Worm Breeder's Gazette 12(3): 49 (June 15, 1992)
These abstracts should not be cited in bibliographies. Material contained herein should be treated as personal communication and should be cited as such only with the consent of the author.
We have been cloning and sequencing the muscle gene unc-60 ,located on the left end of LGV. The genetic organization of the unc-60 region has been described previously by K. McKim (McKim et al. ,1988). Transformation rescue localized unc-60 to a deleted 22 kb cosmid, F53E2 (M. Wakarchuk, WBG Vol. 11, #1).
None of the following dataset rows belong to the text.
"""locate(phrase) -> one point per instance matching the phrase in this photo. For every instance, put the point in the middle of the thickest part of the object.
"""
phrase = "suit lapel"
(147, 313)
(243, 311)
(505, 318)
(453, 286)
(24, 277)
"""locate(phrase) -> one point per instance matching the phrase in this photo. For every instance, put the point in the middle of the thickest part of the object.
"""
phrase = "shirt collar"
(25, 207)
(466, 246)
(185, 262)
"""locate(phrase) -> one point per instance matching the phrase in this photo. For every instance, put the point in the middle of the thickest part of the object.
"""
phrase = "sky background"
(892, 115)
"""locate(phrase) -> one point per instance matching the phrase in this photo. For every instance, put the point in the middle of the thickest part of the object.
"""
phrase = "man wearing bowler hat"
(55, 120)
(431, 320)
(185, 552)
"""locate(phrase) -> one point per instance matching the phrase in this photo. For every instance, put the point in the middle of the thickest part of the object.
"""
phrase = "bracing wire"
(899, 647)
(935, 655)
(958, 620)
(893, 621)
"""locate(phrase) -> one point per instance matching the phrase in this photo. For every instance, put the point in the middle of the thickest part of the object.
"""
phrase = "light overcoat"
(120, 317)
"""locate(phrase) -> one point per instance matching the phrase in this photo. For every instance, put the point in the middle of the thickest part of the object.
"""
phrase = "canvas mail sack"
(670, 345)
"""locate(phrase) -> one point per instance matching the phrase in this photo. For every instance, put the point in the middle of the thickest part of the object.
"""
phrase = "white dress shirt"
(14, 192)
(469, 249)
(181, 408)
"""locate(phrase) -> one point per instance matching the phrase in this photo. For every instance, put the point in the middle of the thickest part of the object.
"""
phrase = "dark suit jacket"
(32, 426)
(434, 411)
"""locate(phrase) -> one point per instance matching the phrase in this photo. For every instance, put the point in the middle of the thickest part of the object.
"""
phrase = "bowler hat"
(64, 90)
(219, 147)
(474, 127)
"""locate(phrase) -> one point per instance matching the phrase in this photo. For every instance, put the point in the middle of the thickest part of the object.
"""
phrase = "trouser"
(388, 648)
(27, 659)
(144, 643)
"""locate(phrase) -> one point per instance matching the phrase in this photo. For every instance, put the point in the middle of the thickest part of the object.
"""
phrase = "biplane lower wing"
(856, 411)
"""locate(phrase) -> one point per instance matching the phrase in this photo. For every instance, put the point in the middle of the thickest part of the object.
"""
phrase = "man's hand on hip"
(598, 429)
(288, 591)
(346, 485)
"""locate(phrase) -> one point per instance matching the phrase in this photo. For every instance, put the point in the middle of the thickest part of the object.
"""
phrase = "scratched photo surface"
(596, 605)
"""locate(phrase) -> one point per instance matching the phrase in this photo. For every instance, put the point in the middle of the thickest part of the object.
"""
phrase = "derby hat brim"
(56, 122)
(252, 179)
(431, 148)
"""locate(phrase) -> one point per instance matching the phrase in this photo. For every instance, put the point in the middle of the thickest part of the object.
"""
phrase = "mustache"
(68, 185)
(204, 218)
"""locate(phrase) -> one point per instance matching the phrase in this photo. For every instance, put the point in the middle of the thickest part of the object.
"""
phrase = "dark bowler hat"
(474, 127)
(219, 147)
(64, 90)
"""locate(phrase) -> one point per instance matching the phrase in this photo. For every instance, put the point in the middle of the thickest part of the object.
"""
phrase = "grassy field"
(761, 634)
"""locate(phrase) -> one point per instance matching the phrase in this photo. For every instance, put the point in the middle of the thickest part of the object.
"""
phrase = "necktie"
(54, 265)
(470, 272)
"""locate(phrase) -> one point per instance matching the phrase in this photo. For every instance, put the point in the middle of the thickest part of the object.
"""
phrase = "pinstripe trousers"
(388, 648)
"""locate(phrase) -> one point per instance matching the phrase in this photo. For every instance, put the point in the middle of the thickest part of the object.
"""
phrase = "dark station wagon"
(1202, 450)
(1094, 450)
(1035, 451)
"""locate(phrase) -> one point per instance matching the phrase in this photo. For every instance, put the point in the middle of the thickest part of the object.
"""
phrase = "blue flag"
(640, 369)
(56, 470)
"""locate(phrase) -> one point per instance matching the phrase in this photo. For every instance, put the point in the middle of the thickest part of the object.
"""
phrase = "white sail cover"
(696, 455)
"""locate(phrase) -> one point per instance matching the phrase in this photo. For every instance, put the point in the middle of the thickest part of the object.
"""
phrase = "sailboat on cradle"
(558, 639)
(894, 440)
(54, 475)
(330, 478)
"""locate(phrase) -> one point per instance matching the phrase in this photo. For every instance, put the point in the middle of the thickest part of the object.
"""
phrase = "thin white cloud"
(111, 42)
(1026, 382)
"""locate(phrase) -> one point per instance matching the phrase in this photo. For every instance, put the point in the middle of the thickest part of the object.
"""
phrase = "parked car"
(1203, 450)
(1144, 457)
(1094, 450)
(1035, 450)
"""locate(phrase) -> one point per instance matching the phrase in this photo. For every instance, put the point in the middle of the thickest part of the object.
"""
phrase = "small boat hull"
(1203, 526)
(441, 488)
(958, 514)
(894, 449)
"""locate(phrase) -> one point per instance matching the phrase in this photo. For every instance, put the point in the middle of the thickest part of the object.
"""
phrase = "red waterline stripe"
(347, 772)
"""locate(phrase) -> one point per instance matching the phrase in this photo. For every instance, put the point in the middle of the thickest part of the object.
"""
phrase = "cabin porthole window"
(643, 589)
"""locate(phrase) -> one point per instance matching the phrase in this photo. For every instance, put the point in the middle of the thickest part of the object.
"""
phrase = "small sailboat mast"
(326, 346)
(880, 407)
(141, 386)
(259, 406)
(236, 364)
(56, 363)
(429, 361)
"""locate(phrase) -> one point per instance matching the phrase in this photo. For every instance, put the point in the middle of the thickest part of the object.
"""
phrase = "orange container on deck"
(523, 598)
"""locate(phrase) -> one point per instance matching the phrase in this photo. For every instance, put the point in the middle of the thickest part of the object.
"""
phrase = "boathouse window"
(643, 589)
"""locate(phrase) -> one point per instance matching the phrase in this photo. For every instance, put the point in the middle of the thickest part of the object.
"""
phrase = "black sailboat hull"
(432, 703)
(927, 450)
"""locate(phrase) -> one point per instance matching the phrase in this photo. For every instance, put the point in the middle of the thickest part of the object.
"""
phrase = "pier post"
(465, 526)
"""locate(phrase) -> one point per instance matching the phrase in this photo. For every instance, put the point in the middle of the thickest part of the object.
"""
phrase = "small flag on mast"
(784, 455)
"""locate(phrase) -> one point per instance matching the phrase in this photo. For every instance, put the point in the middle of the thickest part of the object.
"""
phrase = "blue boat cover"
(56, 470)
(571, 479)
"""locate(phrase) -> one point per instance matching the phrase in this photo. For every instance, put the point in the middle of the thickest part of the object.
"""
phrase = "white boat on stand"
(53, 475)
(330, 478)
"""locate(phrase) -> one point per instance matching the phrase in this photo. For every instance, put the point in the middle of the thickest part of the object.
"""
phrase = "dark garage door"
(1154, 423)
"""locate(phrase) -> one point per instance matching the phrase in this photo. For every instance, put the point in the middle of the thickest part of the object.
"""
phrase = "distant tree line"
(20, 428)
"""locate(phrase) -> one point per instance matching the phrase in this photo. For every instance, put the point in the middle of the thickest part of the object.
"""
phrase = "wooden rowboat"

A restriction map of the cosmid has been constructed. Various subcloned fragments spanning the entire cosmid were used to screen a lambda Zap cDNA library (a gift from R. Barstead and R. Waterston) resulting in the isolation of cDNA clones representing two coding regions. Sequencing of cDNA and genomic clones of one of the coding regions has revealed that at least two cofilin/destrin like proteins are produced through alternate splicing. Each transcript has 5 exons, sharing only the first which is untranslated except for a single methionine residue.
Cofilin and destrin are actin binding proteins which facilitate actin polymerization and/or depolymerization. This function is consistent with the unc-60 mutant phenotype ie. disorganized thin filaments (Waterston et al., 1980).
The only lethal allele of unc-60 , s1586 ,was studied using PCR and Southern blot analysis and was shown to contain an approximately 500 bp deletion which affects both transcripts.
Currently, a 10 kb B amH1 fragment, which contains the coding regions for both cofilin/destrin like proteins, is being isolated for microinjections in an attempt to rescue unc-60 .As well, PCR products from homozygous unc-60 EMS induced mutants are being sequenced to identify their molecular nature.
Waterston, R.H., J.N. Thomson, and S. Brenner, 1980. Dev. Biol. 77:271-303.